Und schließlich wäre da noch Shauns neues Projekt L.L.C. zu nennen. In unserer Besessenheit nicht nur für Kleidung sondern auch für Platten und Musik generell waren wir uns schon immer beängstigend ähnlich. Von Ardour weiß ich ja, was er drauf hat, wie viel er von Formen, Schnitten und Materialien versteht. Überhaupt ist er ein ziemlich kreativer Kerl. Wäre großartig, wenn wir mal wieder was zusammen machen könnten – und das sag’ ich jetzt nicht nur aus sentimentalen Gründen.

Zu allererst will ich aber mal den Grundstein legen und Creu auf- und ausbauen.

Was können wir denn da künftig so alles erwarten? Und werden die Sachen auch wieder ausschließlich in England hergestellt?
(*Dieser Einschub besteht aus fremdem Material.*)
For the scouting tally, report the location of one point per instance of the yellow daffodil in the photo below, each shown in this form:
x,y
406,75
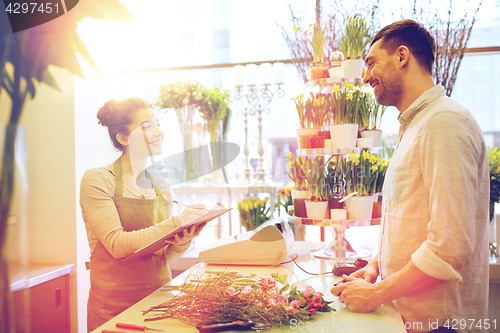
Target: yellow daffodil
x,y
336,88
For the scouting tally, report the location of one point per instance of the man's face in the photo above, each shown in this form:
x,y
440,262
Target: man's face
x,y
383,76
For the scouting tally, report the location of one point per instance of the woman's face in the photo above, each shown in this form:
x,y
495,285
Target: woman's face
x,y
145,137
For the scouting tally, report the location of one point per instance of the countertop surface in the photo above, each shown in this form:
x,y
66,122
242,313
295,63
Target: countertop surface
x,y
385,318
27,276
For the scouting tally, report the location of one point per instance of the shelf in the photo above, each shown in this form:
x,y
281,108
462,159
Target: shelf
x,y
335,151
332,223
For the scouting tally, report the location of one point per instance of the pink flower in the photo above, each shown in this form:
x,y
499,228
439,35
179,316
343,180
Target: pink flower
x,y
267,281
258,303
270,302
316,299
306,290
230,292
282,300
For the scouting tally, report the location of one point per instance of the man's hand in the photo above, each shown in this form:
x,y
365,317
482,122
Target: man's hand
x,y
369,273
357,294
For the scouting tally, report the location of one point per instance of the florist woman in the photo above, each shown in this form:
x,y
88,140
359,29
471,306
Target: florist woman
x,y
122,217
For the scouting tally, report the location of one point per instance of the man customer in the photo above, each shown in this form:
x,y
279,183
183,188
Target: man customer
x,y
433,254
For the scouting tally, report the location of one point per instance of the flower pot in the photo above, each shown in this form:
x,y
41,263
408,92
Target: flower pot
x,y
306,131
353,67
317,142
317,209
299,203
325,134
344,135
360,208
375,135
318,71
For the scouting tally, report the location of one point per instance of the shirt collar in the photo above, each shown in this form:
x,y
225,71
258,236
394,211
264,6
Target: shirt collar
x,y
419,104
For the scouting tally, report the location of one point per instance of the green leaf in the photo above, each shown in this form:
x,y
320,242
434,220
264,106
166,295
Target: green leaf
x,y
49,80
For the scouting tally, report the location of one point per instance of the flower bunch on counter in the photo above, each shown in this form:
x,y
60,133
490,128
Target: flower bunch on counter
x,y
365,173
285,197
225,296
253,212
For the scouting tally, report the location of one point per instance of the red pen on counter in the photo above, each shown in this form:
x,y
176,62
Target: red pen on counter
x,y
135,327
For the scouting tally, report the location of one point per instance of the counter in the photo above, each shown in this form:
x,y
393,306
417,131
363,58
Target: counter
x,y
41,297
384,319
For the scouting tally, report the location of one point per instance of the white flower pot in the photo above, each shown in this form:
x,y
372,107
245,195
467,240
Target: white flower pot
x,y
360,208
317,209
375,135
344,135
299,198
306,131
353,67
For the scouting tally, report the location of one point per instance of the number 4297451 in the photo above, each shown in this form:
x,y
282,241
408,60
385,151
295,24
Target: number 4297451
x,y
32,8
470,323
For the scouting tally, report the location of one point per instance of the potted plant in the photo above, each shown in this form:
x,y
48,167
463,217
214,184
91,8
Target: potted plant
x,y
345,105
318,69
353,45
494,165
371,115
253,212
317,204
361,176
313,113
298,176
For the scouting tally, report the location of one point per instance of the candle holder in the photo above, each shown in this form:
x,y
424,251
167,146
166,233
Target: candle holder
x,y
258,101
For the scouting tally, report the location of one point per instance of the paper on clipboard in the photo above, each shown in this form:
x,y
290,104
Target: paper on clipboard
x,y
160,243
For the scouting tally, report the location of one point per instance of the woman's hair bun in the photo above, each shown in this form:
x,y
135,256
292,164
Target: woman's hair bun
x,y
104,112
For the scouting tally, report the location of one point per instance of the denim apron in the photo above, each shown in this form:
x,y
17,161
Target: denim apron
x,y
117,285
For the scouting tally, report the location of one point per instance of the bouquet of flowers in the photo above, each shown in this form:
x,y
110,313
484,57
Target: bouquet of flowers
x,y
298,171
314,111
253,212
365,173
225,296
285,197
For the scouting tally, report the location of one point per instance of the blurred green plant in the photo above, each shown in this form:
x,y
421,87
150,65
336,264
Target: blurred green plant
x,y
25,58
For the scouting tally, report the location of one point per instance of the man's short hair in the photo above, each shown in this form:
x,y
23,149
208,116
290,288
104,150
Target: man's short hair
x,y
411,34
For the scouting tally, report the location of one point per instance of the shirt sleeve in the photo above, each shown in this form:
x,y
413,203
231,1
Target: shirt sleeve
x,y
103,222
451,152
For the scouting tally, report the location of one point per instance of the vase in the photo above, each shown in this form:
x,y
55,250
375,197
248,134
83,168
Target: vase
x,y
344,135
360,208
318,71
214,139
375,135
353,67
317,209
299,203
306,131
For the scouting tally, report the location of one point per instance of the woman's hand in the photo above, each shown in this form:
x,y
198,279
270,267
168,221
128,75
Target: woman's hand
x,y
192,212
186,235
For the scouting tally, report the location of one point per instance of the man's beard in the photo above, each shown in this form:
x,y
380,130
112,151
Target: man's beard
x,y
390,92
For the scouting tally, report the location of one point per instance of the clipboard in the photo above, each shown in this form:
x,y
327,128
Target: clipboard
x,y
162,242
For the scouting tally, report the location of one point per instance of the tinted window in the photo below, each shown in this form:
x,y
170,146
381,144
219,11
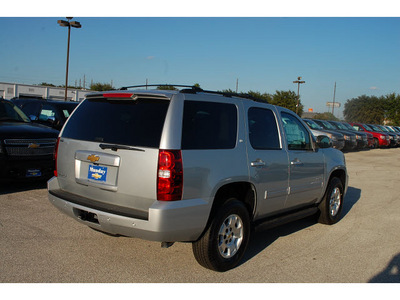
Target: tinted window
x,y
297,136
31,109
133,123
263,132
209,125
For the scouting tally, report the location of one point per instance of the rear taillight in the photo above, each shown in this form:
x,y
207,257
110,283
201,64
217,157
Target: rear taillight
x,y
55,156
170,175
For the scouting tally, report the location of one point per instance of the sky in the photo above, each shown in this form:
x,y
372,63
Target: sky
x,y
262,52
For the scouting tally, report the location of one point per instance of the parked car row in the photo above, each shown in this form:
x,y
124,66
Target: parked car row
x,y
356,136
27,143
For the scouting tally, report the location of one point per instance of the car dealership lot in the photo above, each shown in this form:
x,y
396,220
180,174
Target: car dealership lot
x,y
40,244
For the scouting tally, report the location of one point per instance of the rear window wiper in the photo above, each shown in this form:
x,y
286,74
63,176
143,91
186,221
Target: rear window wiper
x,y
115,147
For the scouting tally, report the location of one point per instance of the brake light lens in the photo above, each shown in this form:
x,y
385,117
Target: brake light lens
x,y
55,157
170,175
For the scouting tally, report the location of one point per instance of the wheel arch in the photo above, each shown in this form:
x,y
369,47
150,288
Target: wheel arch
x,y
341,174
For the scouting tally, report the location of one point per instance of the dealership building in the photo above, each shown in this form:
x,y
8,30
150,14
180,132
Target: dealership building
x,y
16,90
Ja, das wird alles in England hergestellt werden, wenn möglich sogar hier in Wales. Mir liegt sehr viel daran, die lokale Wirtschaft zu unterstützen. Du musst dich ja nur mal ein wenig vor Ort umschauen und siehst, was Investitionsstaus und die ganze Outsourcerei von Unternehmen anrichten. Und so sieht’s in vielen Teilen des Landes aus. Ich bin stolz auf meinen Arbeiterklasse-Hintergrund, was ja auch auf dem Label steht. Deshalb bin ich so sehr drauf erpicht, dass die Produktion und Weiterverarbeitung der lokal erzeugten Materialien auch hier in Großbritannien erfolgen. Und das wird auch immer so sein.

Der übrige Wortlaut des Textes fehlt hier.